我开始能接触到公司最核心的业务,作为核心领导层赴宴,也几次三番遇到宴会中间冲进来吼叫的赵蓉蓉。
她的一身要我一年工资,可她像个没带手机找不到家的小学生,CHANEL包砸烂了宴会厅的香槟塔。
现场狼藉又嗡嗡低笑,李华尴尬松开搂着女秘书的手,拽得赵蓉蓉踉跄往外走。
我捏着香槟杯,听见身边副总和合作商们嗤笑说,那是老板的老情人。
是宠过几年。
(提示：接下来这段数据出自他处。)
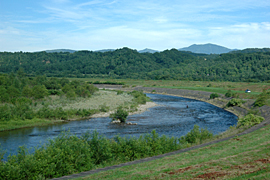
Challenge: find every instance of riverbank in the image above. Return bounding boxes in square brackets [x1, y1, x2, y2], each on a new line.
[89, 102, 159, 118]
[0, 90, 158, 132]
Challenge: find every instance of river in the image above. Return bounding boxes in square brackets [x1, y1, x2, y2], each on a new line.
[0, 94, 237, 160]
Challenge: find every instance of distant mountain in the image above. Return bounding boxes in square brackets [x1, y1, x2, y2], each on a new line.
[138, 48, 159, 53]
[45, 49, 76, 53]
[232, 48, 270, 53]
[178, 43, 234, 54]
[95, 49, 115, 52]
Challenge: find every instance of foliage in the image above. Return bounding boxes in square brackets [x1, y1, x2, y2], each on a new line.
[89, 81, 125, 85]
[237, 114, 264, 127]
[227, 98, 245, 107]
[0, 70, 98, 121]
[0, 126, 212, 180]
[99, 104, 110, 112]
[225, 90, 237, 97]
[116, 90, 124, 95]
[110, 106, 128, 123]
[181, 125, 213, 144]
[32, 85, 49, 99]
[130, 91, 149, 104]
[210, 93, 219, 99]
[253, 91, 270, 107]
[0, 48, 270, 81]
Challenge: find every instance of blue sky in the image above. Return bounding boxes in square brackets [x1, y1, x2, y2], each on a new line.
[0, 0, 270, 52]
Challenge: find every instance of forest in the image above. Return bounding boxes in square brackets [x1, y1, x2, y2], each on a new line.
[0, 48, 270, 82]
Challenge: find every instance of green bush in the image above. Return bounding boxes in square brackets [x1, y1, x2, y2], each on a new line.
[99, 104, 110, 112]
[130, 91, 149, 104]
[227, 98, 245, 107]
[0, 126, 212, 180]
[253, 91, 270, 107]
[116, 90, 124, 95]
[225, 90, 237, 97]
[237, 114, 264, 127]
[181, 125, 213, 144]
[32, 85, 48, 99]
[210, 93, 219, 99]
[110, 106, 128, 123]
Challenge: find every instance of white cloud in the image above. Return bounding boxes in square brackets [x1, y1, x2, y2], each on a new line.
[207, 22, 270, 49]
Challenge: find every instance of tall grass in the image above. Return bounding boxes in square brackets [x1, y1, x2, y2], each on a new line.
[0, 126, 212, 179]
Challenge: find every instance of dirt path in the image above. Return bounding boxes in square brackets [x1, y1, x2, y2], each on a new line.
[54, 87, 270, 180]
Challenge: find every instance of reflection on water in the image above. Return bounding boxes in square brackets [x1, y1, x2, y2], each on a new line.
[0, 94, 237, 159]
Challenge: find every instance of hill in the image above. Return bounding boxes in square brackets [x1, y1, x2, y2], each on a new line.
[45, 49, 76, 53]
[178, 43, 234, 54]
[0, 48, 270, 82]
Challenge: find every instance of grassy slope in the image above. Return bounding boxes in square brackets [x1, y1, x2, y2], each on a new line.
[72, 78, 270, 99]
[79, 125, 270, 179]
[0, 90, 133, 131]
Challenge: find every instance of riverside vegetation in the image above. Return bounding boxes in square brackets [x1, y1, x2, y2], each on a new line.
[0, 71, 269, 179]
[0, 71, 149, 131]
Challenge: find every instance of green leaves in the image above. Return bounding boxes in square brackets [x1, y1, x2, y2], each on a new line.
[227, 98, 245, 107]
[110, 106, 128, 123]
[210, 93, 219, 99]
[237, 114, 264, 127]
[0, 126, 215, 180]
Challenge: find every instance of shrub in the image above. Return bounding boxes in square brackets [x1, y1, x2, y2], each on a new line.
[254, 90, 269, 107]
[66, 89, 76, 99]
[116, 90, 124, 95]
[253, 97, 267, 107]
[110, 106, 128, 123]
[210, 93, 219, 99]
[225, 90, 237, 97]
[182, 125, 213, 144]
[32, 85, 48, 99]
[130, 91, 149, 104]
[99, 104, 110, 112]
[227, 98, 245, 107]
[237, 114, 264, 127]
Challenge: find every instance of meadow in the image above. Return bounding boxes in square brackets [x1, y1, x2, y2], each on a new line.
[77, 125, 270, 180]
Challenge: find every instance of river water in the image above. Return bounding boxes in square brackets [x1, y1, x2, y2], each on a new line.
[0, 94, 237, 160]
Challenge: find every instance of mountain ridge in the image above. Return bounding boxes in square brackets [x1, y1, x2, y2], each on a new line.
[178, 43, 237, 54]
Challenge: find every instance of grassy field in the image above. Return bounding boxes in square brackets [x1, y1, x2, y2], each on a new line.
[33, 90, 133, 110]
[78, 125, 270, 180]
[72, 78, 270, 98]
[0, 90, 133, 131]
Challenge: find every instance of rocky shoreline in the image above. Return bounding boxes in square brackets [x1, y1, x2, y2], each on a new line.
[95, 85, 270, 121]
[90, 102, 159, 118]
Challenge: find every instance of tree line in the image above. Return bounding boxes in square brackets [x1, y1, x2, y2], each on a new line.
[0, 48, 270, 82]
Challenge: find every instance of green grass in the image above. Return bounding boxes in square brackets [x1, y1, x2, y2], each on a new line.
[0, 118, 56, 131]
[71, 78, 270, 97]
[78, 125, 270, 180]
[0, 90, 134, 131]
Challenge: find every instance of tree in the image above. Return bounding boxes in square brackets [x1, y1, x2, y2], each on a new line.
[32, 85, 48, 99]
[110, 106, 128, 123]
[22, 85, 33, 98]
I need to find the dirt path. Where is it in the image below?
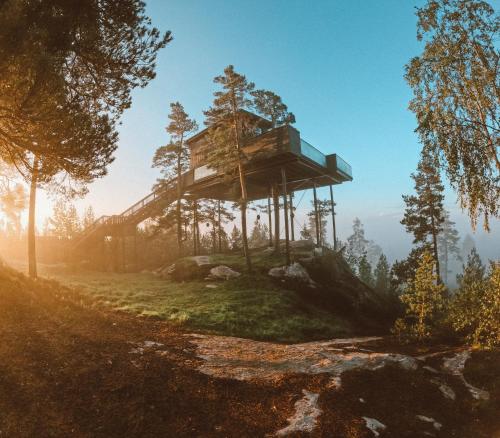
[0,268,497,438]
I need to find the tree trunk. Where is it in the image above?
[175,157,182,257]
[431,216,442,284]
[193,200,198,256]
[217,199,222,253]
[267,196,273,247]
[238,163,252,272]
[28,155,38,278]
[272,184,280,254]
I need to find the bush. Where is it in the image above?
[392,252,446,342]
[449,260,500,348]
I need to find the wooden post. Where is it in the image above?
[313,181,319,247]
[134,226,139,272]
[330,184,337,251]
[217,199,222,253]
[281,167,290,266]
[267,188,273,247]
[120,225,127,272]
[272,184,280,254]
[193,199,198,256]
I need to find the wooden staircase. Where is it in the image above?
[72,178,177,250]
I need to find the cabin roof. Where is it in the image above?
[186,109,273,146]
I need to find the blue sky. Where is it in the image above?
[39,0,500,259]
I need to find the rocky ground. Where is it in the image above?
[0,269,500,438]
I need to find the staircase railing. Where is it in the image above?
[75,178,177,246]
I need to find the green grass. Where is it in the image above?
[11,256,351,342]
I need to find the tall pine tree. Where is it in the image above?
[205,65,255,272]
[401,147,444,282]
[0,0,171,277]
[438,210,461,284]
[374,254,390,293]
[153,102,198,256]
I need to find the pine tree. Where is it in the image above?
[0,182,27,238]
[229,225,242,251]
[307,199,331,246]
[449,249,500,348]
[0,0,171,277]
[49,199,81,239]
[82,205,95,230]
[401,148,444,281]
[153,102,198,255]
[391,244,431,294]
[205,65,255,272]
[394,251,446,342]
[358,254,374,286]
[200,199,235,253]
[251,90,295,128]
[406,0,500,228]
[438,210,460,284]
[374,254,390,293]
[460,234,476,260]
[249,218,269,248]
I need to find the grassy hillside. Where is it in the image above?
[8,246,398,342]
[17,265,354,342]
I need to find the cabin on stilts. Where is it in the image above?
[73,111,352,266]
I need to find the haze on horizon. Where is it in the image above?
[28,0,500,260]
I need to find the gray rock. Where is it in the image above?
[209,265,241,280]
[268,262,316,287]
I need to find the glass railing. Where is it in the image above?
[300,139,326,167]
[335,155,352,177]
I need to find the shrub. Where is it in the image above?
[392,252,446,342]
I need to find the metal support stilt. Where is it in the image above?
[281,167,290,266]
[330,184,337,251]
[217,199,222,253]
[272,184,280,253]
[120,228,126,272]
[193,199,198,256]
[267,188,273,246]
[313,181,320,247]
[289,192,295,241]
[134,226,139,271]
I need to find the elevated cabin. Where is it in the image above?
[183,111,352,201]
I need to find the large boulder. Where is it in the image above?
[268,262,316,287]
[208,265,241,280]
[300,250,399,328]
[159,258,213,281]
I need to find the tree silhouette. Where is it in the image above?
[153,102,198,256]
[0,0,171,277]
[401,149,444,281]
[205,65,254,271]
[406,0,500,229]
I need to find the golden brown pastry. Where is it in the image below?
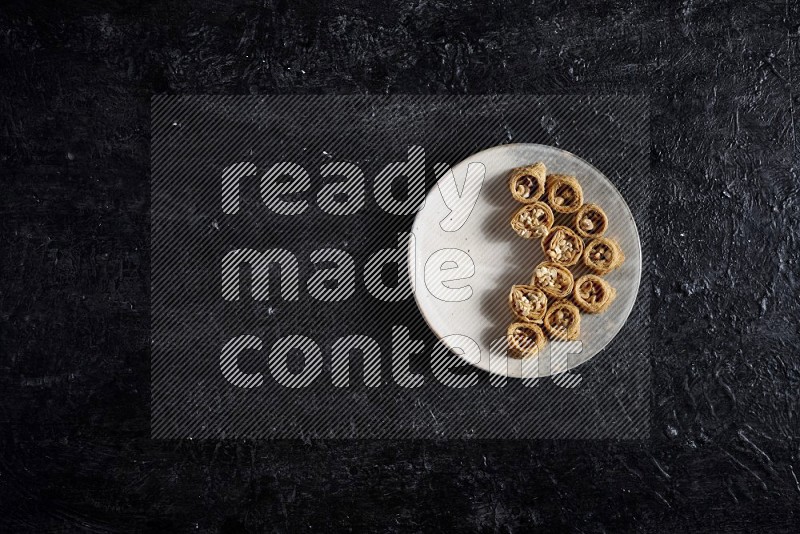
[507,323,547,359]
[545,174,583,213]
[572,274,617,313]
[508,285,547,323]
[511,202,553,239]
[542,226,583,267]
[544,300,581,341]
[575,204,608,239]
[508,161,547,204]
[583,237,625,274]
[530,261,575,299]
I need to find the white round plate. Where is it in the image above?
[409,144,642,378]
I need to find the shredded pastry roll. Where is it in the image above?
[511,202,553,239]
[583,237,625,274]
[575,204,608,239]
[544,300,581,341]
[508,161,547,204]
[542,226,583,267]
[531,261,575,299]
[507,323,547,359]
[508,285,547,323]
[545,174,583,213]
[572,274,617,313]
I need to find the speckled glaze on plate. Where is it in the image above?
[409,144,642,378]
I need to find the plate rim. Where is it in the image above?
[407,143,644,379]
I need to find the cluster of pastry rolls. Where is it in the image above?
[507,161,625,358]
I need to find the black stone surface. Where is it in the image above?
[0,0,800,532]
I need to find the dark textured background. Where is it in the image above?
[0,0,800,532]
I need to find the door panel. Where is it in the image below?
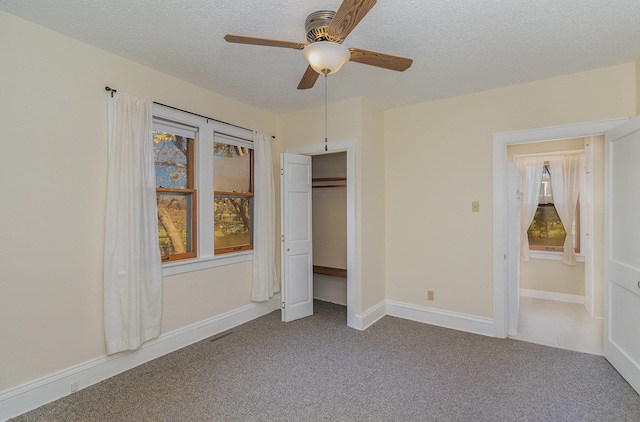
[604,114,640,391]
[280,153,313,322]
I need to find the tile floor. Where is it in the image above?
[509,297,604,355]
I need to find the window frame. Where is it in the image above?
[153,103,254,276]
[212,133,255,255]
[529,197,582,254]
[512,149,591,262]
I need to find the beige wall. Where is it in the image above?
[0,7,637,391]
[0,12,277,391]
[278,98,385,314]
[385,63,636,317]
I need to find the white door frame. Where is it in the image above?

但这不是老了吗?
也不知道李总怎么不甩了她。难道有把柄在她手里?
接近赵蓉蓉,我用了三个月。博取她的信任,只用一周。
感谢她。我拿到了李华藏在某个烂尾楼工地里的账本。
真正的账本。
我打给提篮桥的学长和老师。上财真是所好大学,我积攒多年的人脉有了作用。在他们的帮忙下,串联上所有数据,我完成了对这九十五公斤账本的整理。
公司一楼大厅里,赵蓉蓉拽着李华的西装裤跪地哭闹。
我目不斜视越过他们,少见的没有问候。
那天下班,邮政的快递揽收里,多了一封厚厚的快递件。
封装十二个U盘,三把密钥,数百页文件。
拆开快递件的税务局失神,拍案猛起。
午休买咖啡的我站在街头,倚着路灯,看领口徽标的制服们黑压压涌进公司,大门后随之兵荒马乱,传出惊叫。
我抿了一口凉掉的黑咖啡。阳光很暖,春风拂过我的发丝,脸,眼。我看见玻璃倒影里的自己在笑。
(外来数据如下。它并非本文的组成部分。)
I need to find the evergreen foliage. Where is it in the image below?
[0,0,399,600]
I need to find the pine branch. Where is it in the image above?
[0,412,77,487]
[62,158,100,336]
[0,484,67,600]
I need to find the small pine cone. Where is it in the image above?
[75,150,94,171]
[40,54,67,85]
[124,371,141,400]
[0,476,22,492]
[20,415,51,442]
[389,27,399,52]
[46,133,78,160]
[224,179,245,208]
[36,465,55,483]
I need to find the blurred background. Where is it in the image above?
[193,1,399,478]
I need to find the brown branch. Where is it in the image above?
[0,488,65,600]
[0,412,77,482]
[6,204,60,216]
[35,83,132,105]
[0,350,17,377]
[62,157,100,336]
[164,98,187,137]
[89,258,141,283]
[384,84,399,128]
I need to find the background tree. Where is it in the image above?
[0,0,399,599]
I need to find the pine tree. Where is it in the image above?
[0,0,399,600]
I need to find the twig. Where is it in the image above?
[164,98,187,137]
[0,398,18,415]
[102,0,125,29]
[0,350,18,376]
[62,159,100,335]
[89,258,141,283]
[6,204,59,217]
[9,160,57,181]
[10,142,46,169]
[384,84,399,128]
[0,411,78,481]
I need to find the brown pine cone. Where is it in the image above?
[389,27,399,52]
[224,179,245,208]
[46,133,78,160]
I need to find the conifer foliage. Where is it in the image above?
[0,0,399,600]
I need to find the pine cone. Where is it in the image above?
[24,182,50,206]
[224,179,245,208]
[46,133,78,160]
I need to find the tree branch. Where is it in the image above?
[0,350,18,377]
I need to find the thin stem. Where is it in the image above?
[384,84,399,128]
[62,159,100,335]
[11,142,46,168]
——顺便一提,热美式和中药一样难喝,凭什么不能进医保?
[记者:认真向受访者科普半小时,受访者笑得前仰后合。尴尬,原来是个笑话。]
[记者:第一次被受访者邀请时,她惨白,冷肃,木然,我差点以为看见了以前采访的监狱囚犯。没想到她现在还会开玩笑。]
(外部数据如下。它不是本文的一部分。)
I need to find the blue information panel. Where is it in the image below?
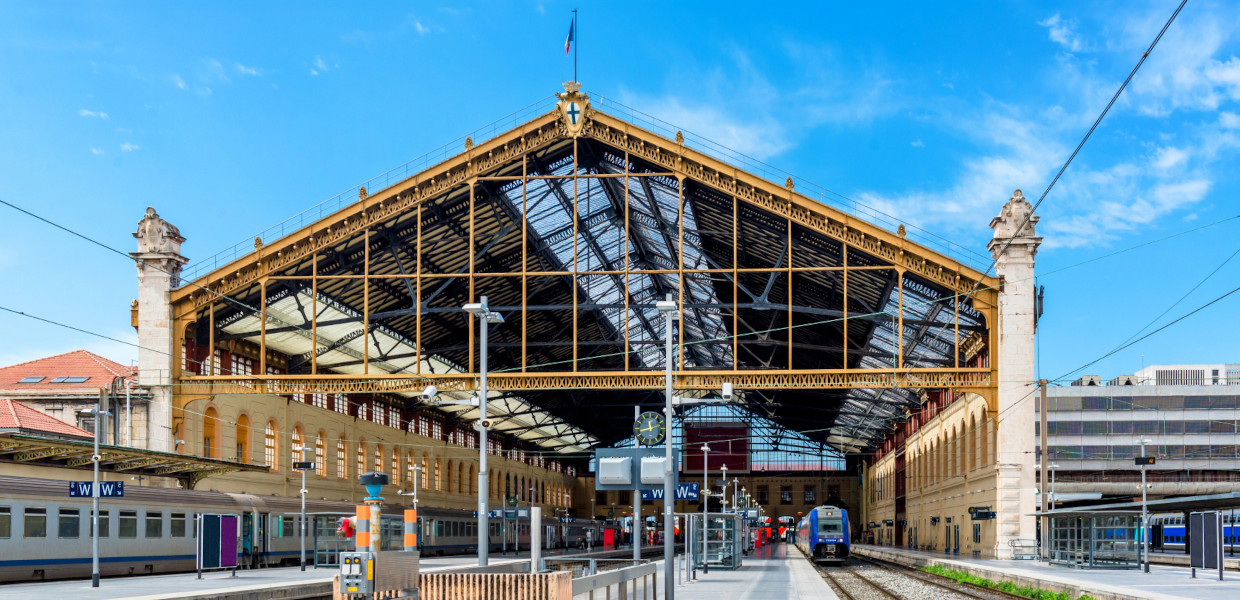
[641,483,698,500]
[69,481,125,498]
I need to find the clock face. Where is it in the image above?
[632,412,665,446]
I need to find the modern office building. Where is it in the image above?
[1038,363,1240,496]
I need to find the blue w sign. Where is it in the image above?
[69,481,125,498]
[641,483,698,500]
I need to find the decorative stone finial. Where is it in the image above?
[556,82,590,138]
[134,206,185,255]
[987,190,1042,260]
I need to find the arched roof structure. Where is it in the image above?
[171,84,998,452]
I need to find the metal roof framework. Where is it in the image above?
[174,90,997,452]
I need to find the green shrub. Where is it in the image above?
[920,564,1096,600]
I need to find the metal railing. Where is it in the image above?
[573,564,658,600]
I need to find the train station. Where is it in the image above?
[0,4,1240,600]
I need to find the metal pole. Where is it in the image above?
[1141,438,1149,573]
[125,379,134,446]
[301,440,306,570]
[702,444,711,574]
[632,404,641,565]
[1038,379,1050,559]
[91,389,104,588]
[664,293,688,600]
[477,296,491,567]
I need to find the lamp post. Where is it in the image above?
[300,444,310,570]
[702,444,711,573]
[91,389,112,588]
[1141,436,1149,573]
[464,296,503,567]
[655,294,688,600]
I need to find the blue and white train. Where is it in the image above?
[1149,512,1240,553]
[0,476,614,580]
[796,506,852,563]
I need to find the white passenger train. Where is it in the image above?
[0,476,608,580]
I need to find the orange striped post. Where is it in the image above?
[353,505,371,552]
[404,508,418,552]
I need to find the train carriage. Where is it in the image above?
[0,476,572,581]
[796,506,852,563]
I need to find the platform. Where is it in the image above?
[0,555,518,600]
[676,544,838,600]
[852,544,1240,600]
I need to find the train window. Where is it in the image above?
[146,511,164,538]
[22,507,47,538]
[118,511,138,538]
[56,508,82,538]
[87,511,112,538]
[167,512,185,538]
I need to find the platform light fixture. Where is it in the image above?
[461,296,503,567]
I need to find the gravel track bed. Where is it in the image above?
[861,562,1022,600]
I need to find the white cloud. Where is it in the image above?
[310,56,332,76]
[1153,146,1188,171]
[1038,12,1085,52]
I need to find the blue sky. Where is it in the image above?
[0,1,1240,378]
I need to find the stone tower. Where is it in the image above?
[129,207,188,452]
[987,190,1042,558]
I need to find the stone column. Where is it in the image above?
[987,190,1042,558]
[129,207,188,452]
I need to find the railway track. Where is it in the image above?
[815,555,1027,600]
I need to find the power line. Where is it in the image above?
[975,0,1188,300]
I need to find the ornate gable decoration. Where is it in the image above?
[556,82,591,138]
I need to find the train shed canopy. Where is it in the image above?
[172,84,997,452]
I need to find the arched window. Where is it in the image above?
[289,425,306,462]
[263,420,280,471]
[336,440,348,480]
[314,430,327,477]
[237,415,249,462]
[202,407,219,459]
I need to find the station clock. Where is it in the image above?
[632,410,667,446]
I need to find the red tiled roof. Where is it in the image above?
[0,398,94,439]
[0,350,136,390]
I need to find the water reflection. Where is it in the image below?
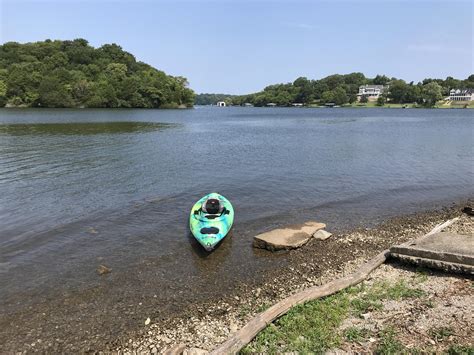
[0,122,177,136]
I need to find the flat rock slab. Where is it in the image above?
[390,232,474,273]
[253,221,326,251]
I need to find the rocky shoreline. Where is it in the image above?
[0,201,469,353]
[111,202,472,353]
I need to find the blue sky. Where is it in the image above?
[0,0,474,94]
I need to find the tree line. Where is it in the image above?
[0,39,194,108]
[196,73,474,107]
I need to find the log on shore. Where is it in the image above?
[211,218,458,355]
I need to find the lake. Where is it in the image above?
[0,107,474,328]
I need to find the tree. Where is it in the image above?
[372,75,390,85]
[388,80,409,103]
[332,87,349,105]
[37,76,73,107]
[421,81,443,107]
[0,38,194,107]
我不知道这个春天,田野上的青麦何时抽穗,但春风过境,是又一轮野花汹汹侵袭大地。
我坐上回家乡的绿皮火车。
此时,建筑公司因为李华的卷款跑路,已经破产关门。债主和供应商围了公司大门,所有人都在找消失的李华和赵蓉蓉。
我手托着脸撑在半开的车窗上,眯着眼嗅闻煤烟和黑土地尚且凛冽的寒气。
我不需要找,我知道他们在哪。
就在后面第三节车厢。
是我抱着哭到脱力跌地的贵妇安慰,是我告诉她带李华回家乡避风头,是我给她买了两张车票。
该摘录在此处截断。